I had this same question too and had a hard time tracing the complexities. This led me to visualize the code using matplotlib.pyplot;

The code snippet is shown below

result=[]
import matplotlib.pyplot as plt
import math
x=list(range(1,11))
def permutations(iterable, r=None): 
    count=0
    global result
    pool = tuple(iterable)
    n = len(pool)
    r = n if r is None else r
    if r > n:
        return
    indices = list(range(n))
    cycles = list(range(n, n-r, -1))
    yield tuple(pool[i] for i in indices[:r])
    while n:
        for i in reversed(range(r)):
            count+=1
            cycles[i] -= 1
            if cycles[i] == 0:
                indices[i:] = indices[i+1:] + indices[i:i+1]
                cycles[i] = n - i
            else:
                j = cycles[i]
                indices[i], indices[-j] = indices[-j], indices[i]
                yield tuple(pool[i] for i in indices[:r])
                break
        else:
            resulte.append(count)
            return
for j in x:
    for i in permutations(range(j)):
        continue

x=list(range(1,11))
plt.plot(x,result)

Time Complexity graph for itertools.permutation

From the graph, it is observed that the time complexity is O(n!) where n=Input Size

I would say it is θ[r (n choose r)], the n choose r part is the number of times the generator has to yield and also the number of times the outer while iterates.

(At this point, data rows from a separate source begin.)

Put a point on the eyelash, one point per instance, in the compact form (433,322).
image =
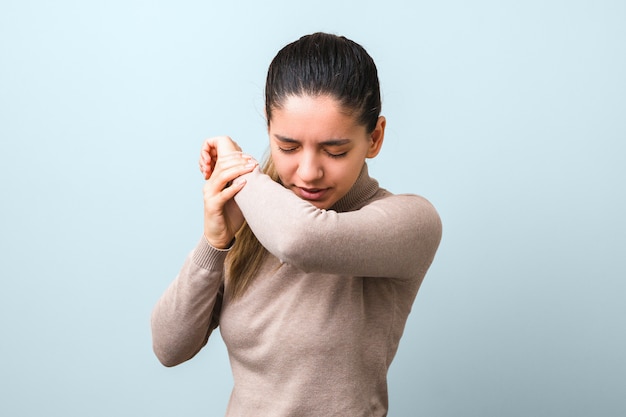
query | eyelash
(331,155)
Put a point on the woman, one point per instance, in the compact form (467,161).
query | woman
(308,266)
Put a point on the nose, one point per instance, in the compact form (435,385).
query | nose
(309,168)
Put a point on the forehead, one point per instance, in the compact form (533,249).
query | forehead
(313,116)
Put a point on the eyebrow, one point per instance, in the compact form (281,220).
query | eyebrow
(329,142)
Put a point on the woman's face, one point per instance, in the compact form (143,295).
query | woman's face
(318,150)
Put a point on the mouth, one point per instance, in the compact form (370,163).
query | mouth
(311,194)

In each iteration at least the output tuple of length r needs to be generated, which gives the additional factor r. The other inner loops will be O(r) per outer iteration as well.

This is assuming that the tuple generation is actually O(r) and that the list get/set are indeed O(1) at least on average given the particular access pattern in the algorithm. If this is not the case, then still Ω[r (n choose r)] though.

As usual in this kind of analysis I assumed all integer operations to be O(1) even if their size is not bounded.